Um juiz de terno preto

O peruano Manuel Scorza, nascido em Lima em 1928 e morto em um acidente aéreo em Madri em 1983, foi um dos grandes nomes da literatura latino-americana, e como tantos outros injustamente esquecido. Seu último romance, “A dança imóvel”, traz a narrativa daquela que considero a mais sutil e inteligente forma de vingança de uma mulher contra o homem que lhe traiu.

Mas foi a sua obra sobre as revoltas camponesas dos anos de 1960 no Peru, composta de cinco volumes, que alçou Scorza a um patamar superior na literatura do continente. As baladas ou cantares d’A Guerra Silenciosa foram lançadas no Brasil com os títulos de “Bom dia para os defuntos”, “Garabombo, o invisível”, “O cavaleiro insone”, “Cantar de Agapito Robles” e “A tumba do relâmpago”.

Scorza não foi apenas uma testemunha ou um simples repórter daqueles acontecimentos. Militante do Movimento Comunal Peruano, tendo sido seu secretário, tomou parte ativa no movimento camponês que resultou em mais de um massacre. Tal foi a violência contra os camponeses naquela época que o personagem Agapito Robles, no quarto volume das baladas, diz que em alguns lugares do Peru existem cinco estações ao ano: outono, inverno, primavera, verão e massacre.

A repercussão da denúncia feita por Scorza, principalmente com o primeiro volume, foi tal, que Héctor Chacón, o Olho de Coruja, foi posto em liberdade após onze anos trancado em uma prisão no meio da floresta amazônica peruana. Chacón é o personagem central de “Bom dia para os defuntos” (Redoble por Rancas, no original), primeira das cinco novelas de realismo mágico de Scorza, embora ele preferisse o termo onírico ao invés de mágico.

Em “Bom dia para os defuntos”, o antagonista é o juiz Montenegro. No primeiro capítulo, denso e maravilhoso a ponto de valer pelo livro todo, “um úmido entardecer de setembro soltou um terno preto”. Naquela tarde, Dom Paco, o juiz de primeira instância Dr. Dom Francisco Montenegro, perdeu um sol. Durante um ano inteiro aquela moeda de pouco valor permaneceu no meio da rua, sem que alguém tivesse a coragem de apanhá-la. Scorza nos mantém em explosivo suspense durante todo o capítulo, até que “o terno preto recolheu a moeda e afastou-se. Nessa noite, contente com a sua boa sorte, anunciou ao clube: ‘Senhores, achei um sol na praça!’ A província suspirou”.
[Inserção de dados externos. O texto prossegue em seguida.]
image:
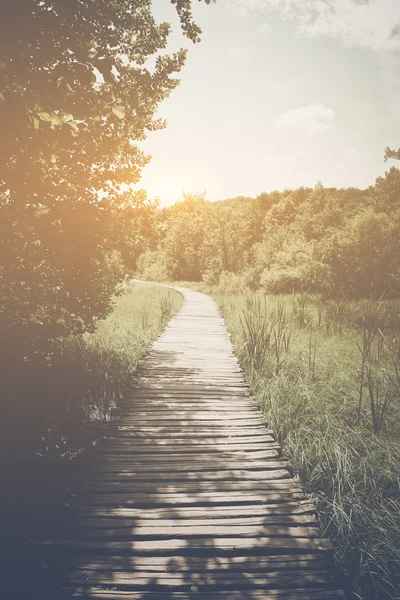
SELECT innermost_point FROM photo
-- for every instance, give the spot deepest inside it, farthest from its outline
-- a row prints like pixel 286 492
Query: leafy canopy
pixel 77 94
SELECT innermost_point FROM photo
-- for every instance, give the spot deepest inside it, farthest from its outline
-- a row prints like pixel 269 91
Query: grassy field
pixel 61 402
pixel 326 375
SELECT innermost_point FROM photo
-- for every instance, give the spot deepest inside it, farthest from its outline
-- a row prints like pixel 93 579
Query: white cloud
pixel 371 24
pixel 315 118
pixel 283 159
pixel 265 29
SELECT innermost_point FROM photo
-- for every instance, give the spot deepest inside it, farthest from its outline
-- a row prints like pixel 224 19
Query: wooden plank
pixel 255 544
pixel 198 512
pixel 186 497
pixel 288 594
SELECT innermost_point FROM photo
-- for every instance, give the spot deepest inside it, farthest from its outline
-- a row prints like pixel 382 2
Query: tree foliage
pixel 335 242
pixel 77 94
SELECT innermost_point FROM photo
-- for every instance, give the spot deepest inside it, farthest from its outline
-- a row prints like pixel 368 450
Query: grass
pixel 326 375
pixel 61 404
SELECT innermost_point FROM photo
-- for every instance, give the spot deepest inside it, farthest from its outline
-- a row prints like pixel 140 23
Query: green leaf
pixel 55 120
pixel 45 116
pixel 118 112
pixel 109 77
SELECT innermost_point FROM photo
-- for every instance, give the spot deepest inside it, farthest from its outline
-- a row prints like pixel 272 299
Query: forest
pixel 305 293
pixel 336 242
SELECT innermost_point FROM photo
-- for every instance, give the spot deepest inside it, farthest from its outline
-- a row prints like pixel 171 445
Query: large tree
pixel 80 83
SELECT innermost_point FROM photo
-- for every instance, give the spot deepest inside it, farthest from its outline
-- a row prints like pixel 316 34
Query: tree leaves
pixel 70 107
pixel 119 112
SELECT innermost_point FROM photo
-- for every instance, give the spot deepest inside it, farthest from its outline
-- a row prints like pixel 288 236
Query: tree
pixel 389 153
pixel 76 96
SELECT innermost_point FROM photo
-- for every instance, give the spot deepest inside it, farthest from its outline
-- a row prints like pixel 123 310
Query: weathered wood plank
pixel 186 496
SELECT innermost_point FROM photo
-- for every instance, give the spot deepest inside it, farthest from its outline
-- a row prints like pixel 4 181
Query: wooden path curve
pixel 188 497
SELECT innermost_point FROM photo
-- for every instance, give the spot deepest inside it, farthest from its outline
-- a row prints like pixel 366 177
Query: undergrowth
pixel 326 375
pixel 56 405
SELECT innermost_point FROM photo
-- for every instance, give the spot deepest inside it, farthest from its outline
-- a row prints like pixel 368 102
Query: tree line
pixel 324 240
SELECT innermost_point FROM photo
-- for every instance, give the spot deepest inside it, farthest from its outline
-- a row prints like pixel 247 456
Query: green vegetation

Não suspiramos nós, pegos pela narrativa delicada e cortante de Scorza. O juiz de primeira instância que se vestia de negro não é derrotado, por mais que seja essa a nossa torcida. Escapa de mais de um atentado, e sobrevive para impor o seu autoritarismo e dirigir o terror até a década seguinte.

Nas baladas, não obstante o onírico e o maravilhoso, a realidade se impõe, dura, sangrenta, cruel. Os camponeses são massacrados, suas lideranças terminam na cadeia ou no cemitério, e as baladas se encerram sem que o povo tenha obtido a mínima vitória. A obra de Scorza é de leitura obrigatória, pelo valor literário, pela altíssima qualidade da sua prosa que se alça na maior parte das vezes à condição de bela e sedutora poesia, mas também pelo seu valor histórico, pelo relato das lutas populares da América Latina que ele traz.

No Brasil de hoje, a semelhança de intocáveis membros do judiciário com Dom Paco, um juiz de primeira instância que se vestia de negro e que ninguém ousava contestar, de quem os jornais tinham medo, que comprou certa vez dez bilhetes de um sorteio de dez carneiros para sua mulher e ganhou todos os dez, pois ninguém ousaria ganhar dele, não é mera coincidência.

Ainda há juízes de primeira instância que se vestem inteiramente de negro e que não admitem ser questionados ou contestados por ninguém. Ainda os há em Yanahuanca, no altiplano peruano; ainda os há no Brasil, no altiplano de Curitiba. A literatura continua a dizer muito sobre a vida real.